Now, despite the tactical sacrifice of the NoTW title, it is clear that further revelations are coming- and that they will not simply involve the NoTW. James Murdoch, of course, will be setting the dogs on the competition- and the other red-tops are being studiously quiet on the scandal. However, even if -say- The Times happens upon some juice at the Express, Mirror or Mail its publication would be seen not as a "fearless expose", but as desperate mud slinging. Murdoch Junior is backing himself into a corner if he thinks that by raising the ante to the competition he can get to safety. The fact is that it is going to be next to impossible to completely isolate the Sun -and perhaps not even The Times and the Sunday Times- from the scandal
Meanwhile the second and third stage of the scandal are about to break.
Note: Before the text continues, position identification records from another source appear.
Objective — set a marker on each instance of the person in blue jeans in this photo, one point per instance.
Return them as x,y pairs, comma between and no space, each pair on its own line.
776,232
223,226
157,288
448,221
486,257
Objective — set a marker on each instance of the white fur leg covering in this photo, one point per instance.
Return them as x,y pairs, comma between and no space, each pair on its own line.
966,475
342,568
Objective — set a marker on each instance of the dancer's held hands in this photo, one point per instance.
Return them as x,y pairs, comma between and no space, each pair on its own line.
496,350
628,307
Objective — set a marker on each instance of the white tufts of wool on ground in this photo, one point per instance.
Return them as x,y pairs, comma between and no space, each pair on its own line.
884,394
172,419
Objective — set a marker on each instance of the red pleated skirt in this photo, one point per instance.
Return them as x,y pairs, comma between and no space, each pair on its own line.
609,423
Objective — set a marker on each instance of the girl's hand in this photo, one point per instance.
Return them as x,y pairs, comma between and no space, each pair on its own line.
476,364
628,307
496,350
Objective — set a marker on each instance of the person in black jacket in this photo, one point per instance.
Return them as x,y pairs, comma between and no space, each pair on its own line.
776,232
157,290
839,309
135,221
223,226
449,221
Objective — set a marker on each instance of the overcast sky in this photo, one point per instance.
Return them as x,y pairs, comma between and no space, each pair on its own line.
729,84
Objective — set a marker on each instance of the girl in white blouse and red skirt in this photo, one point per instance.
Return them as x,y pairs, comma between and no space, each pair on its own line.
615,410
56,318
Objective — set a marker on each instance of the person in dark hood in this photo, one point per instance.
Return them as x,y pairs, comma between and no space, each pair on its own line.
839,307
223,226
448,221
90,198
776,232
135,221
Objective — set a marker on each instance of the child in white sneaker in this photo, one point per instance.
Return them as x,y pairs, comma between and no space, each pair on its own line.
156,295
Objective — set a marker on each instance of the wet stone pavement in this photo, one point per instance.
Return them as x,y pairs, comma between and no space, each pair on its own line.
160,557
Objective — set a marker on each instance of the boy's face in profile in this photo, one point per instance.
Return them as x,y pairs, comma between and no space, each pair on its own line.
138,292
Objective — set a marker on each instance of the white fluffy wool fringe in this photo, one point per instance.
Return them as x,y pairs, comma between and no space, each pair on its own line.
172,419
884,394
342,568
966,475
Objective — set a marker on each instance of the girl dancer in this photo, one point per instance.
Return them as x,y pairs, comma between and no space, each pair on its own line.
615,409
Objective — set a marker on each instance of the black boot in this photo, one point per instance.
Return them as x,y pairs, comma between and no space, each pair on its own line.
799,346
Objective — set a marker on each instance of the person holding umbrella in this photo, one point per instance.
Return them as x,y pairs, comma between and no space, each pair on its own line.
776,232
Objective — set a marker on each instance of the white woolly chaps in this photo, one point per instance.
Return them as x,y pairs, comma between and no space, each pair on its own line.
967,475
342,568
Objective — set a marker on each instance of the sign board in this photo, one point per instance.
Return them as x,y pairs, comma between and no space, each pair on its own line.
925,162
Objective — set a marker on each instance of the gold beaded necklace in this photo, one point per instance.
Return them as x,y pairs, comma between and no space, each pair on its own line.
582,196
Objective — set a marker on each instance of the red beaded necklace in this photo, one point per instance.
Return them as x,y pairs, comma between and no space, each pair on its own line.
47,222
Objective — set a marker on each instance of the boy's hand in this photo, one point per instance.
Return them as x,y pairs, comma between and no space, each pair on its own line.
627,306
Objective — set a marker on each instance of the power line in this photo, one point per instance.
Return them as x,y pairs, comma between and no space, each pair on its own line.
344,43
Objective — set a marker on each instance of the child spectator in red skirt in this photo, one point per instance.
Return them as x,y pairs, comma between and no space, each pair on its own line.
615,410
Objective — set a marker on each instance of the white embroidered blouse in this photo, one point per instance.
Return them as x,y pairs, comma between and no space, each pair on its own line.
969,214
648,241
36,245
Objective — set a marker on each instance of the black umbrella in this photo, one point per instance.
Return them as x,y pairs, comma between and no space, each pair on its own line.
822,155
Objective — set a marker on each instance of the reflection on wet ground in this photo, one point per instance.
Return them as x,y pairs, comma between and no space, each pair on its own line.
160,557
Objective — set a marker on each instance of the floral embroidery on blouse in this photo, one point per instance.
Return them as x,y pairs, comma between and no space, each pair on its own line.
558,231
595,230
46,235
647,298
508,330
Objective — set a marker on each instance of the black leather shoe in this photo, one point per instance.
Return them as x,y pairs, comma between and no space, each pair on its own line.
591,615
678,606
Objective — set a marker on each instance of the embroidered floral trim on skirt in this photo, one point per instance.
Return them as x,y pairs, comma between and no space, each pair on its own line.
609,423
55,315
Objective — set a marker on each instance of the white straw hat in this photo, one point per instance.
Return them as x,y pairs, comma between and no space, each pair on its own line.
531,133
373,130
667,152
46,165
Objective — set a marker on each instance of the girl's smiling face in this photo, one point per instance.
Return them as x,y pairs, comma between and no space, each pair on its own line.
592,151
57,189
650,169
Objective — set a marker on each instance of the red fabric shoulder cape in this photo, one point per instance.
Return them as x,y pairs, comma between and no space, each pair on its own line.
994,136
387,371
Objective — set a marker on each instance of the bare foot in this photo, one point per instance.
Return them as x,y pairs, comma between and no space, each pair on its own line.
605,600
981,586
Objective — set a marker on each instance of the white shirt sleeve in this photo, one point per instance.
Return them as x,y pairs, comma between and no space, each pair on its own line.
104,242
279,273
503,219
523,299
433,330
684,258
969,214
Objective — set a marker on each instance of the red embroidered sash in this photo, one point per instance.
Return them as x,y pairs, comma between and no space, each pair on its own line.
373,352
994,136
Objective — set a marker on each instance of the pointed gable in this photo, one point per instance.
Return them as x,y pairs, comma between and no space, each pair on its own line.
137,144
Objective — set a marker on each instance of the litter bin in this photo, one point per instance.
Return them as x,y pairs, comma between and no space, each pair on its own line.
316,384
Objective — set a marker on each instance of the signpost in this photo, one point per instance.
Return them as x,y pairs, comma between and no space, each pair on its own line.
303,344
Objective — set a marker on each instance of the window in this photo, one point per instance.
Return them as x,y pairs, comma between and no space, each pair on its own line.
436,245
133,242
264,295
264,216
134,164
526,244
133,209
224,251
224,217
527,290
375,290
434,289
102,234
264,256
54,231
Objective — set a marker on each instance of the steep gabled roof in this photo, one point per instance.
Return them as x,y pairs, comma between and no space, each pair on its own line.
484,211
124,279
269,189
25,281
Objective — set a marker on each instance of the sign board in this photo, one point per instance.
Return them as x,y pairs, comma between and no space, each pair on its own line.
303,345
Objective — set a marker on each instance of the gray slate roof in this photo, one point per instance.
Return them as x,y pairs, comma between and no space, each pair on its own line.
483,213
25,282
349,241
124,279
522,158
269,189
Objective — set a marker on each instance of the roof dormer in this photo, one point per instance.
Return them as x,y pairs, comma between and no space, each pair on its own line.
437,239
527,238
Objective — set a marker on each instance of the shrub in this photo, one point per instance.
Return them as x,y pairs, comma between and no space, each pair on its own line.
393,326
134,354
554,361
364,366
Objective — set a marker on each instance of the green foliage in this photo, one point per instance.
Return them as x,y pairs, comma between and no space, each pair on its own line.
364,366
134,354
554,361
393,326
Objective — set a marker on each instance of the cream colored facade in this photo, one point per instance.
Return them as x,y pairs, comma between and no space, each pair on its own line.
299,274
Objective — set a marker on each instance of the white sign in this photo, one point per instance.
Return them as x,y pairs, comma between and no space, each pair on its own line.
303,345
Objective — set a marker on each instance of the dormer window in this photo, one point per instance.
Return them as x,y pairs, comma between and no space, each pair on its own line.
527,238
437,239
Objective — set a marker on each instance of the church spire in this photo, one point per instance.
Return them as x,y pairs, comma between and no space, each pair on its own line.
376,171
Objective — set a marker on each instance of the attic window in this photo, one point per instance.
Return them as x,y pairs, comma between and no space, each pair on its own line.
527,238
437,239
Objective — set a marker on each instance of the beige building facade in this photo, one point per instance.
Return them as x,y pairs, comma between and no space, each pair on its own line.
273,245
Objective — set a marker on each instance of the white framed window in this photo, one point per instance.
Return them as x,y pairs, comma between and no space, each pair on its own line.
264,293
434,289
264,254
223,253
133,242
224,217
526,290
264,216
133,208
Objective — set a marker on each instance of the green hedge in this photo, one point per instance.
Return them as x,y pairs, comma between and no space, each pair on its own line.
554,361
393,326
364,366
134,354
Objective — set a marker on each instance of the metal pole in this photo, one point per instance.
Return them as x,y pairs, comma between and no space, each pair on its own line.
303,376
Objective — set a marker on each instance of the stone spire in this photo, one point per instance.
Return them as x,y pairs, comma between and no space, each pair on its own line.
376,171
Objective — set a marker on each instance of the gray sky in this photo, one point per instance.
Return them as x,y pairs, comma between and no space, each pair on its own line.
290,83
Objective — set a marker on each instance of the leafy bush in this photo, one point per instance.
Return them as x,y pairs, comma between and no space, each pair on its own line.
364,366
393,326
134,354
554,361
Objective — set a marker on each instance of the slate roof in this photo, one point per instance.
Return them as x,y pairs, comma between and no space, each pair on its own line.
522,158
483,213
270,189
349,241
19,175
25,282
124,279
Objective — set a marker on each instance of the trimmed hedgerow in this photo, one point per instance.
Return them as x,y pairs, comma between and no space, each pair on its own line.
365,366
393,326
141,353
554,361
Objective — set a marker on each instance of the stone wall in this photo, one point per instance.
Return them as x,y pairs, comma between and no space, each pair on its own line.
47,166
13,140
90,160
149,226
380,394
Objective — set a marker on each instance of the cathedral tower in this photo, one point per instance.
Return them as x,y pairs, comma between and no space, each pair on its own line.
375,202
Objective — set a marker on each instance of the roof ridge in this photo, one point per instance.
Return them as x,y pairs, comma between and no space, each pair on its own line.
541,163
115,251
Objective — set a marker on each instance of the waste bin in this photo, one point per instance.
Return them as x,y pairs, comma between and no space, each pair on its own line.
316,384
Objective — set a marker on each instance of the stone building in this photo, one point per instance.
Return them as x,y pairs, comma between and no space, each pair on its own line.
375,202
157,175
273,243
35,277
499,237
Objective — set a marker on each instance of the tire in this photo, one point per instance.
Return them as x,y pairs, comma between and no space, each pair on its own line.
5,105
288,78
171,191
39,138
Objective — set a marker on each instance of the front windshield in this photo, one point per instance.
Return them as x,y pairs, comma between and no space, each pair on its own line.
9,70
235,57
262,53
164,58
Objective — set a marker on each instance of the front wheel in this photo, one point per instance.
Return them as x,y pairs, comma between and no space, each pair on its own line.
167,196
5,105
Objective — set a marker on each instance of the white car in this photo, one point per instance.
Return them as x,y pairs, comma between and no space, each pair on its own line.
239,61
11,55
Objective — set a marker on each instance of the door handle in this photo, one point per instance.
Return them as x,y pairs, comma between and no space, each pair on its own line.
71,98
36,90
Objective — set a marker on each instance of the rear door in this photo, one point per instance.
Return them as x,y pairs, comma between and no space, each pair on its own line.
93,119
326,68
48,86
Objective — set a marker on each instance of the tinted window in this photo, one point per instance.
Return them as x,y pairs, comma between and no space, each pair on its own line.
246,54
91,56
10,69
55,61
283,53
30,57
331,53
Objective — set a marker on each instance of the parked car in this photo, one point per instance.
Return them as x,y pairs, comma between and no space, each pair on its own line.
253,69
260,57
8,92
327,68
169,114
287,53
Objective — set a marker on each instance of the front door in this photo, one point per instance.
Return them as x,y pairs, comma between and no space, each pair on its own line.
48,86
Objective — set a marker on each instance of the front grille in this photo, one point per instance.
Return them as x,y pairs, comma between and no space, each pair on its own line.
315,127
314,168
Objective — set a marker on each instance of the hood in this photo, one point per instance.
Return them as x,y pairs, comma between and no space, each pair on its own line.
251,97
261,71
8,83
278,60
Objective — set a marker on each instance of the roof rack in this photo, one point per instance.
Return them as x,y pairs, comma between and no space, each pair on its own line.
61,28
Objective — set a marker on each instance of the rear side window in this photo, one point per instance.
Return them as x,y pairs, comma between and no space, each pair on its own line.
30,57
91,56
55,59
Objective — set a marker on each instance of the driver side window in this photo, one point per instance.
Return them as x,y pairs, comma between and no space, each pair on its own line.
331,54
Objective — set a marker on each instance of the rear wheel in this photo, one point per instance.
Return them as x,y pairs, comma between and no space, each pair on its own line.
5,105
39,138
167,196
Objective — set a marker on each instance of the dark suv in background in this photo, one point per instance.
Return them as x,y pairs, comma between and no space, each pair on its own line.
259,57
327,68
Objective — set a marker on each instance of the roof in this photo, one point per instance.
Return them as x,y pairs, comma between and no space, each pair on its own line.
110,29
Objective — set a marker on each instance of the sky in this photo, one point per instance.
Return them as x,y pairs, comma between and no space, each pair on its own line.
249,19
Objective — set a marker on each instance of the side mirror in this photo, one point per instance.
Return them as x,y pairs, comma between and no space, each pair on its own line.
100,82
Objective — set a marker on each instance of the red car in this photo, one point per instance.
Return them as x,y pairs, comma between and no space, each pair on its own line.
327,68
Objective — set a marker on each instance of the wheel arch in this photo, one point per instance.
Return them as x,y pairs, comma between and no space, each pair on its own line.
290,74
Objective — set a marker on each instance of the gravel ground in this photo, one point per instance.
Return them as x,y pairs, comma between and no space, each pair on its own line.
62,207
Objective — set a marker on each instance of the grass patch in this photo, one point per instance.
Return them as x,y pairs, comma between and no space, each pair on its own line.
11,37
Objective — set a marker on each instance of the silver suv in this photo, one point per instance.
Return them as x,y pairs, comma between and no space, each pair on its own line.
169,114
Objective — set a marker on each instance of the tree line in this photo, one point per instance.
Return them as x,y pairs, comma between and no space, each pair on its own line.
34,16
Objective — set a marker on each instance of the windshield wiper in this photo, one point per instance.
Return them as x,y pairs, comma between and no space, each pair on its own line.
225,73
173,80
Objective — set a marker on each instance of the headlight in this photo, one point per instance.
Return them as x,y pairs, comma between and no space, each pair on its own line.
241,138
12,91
The arrest of Andy Coulson, which is much touted for today, brings the problem into the heart of the Prime Minister's office. The political dimension will only grow as it becomes ever clear just how far Rupert Murdoch's writ has been running in British politics. As a minimum, there is going to be a backlash against those political figures involved- and Cameron can not escape undamaged. It will also become politically impossible to permit the takeover of BSkyB for the foreseeable future- and a less determined man than Rupert Murdoch would make a tactical withdrawal now until the scandal cools. For as long as the bid remains on the table, the issue of News International business ethics will provoke stronger public anger- and in the end may lead to a forced divestiture of either the Newspapers of of BSkyB. Of course if NI now fails the fit an proper test, then it might even be both.
For the fact is that the relationship- the corrupt relationship- of NI with the Police is only now coming into focus. The scale of payments to officers, payments which are illegal, is more substantial than has so far been disclosed. The relationship was founded on money inducements, but there is also some evidence that Murdoch employees may have routinely blackmailed both police and political figures. It is also clear that surveillance of different targets went way beyond simple phone hacking. In many cases a full scale surveillance operation was mounted. The size of these operations- with the co-operation of Police figures, let us not forget- would not have disgraced the KGB.
In fact, of course, there is the suggestion that foreign intelligence agencies were also penetrating the Murdoch newsroom. The idea that Russians or Chinese- or even the French or Americans- were listening into George Osborne's hacked phone is one that will give our own MI5 the screaming heeby-geebies.
The sacrifice of NotW does not end the scandal- in fact it reminds us what an astonishing situation is emerging. The tentacles of implication run across British politics, and sooner or later the bombs that they are leaving will explode. Murdoch Junior- I predict- will not survive either.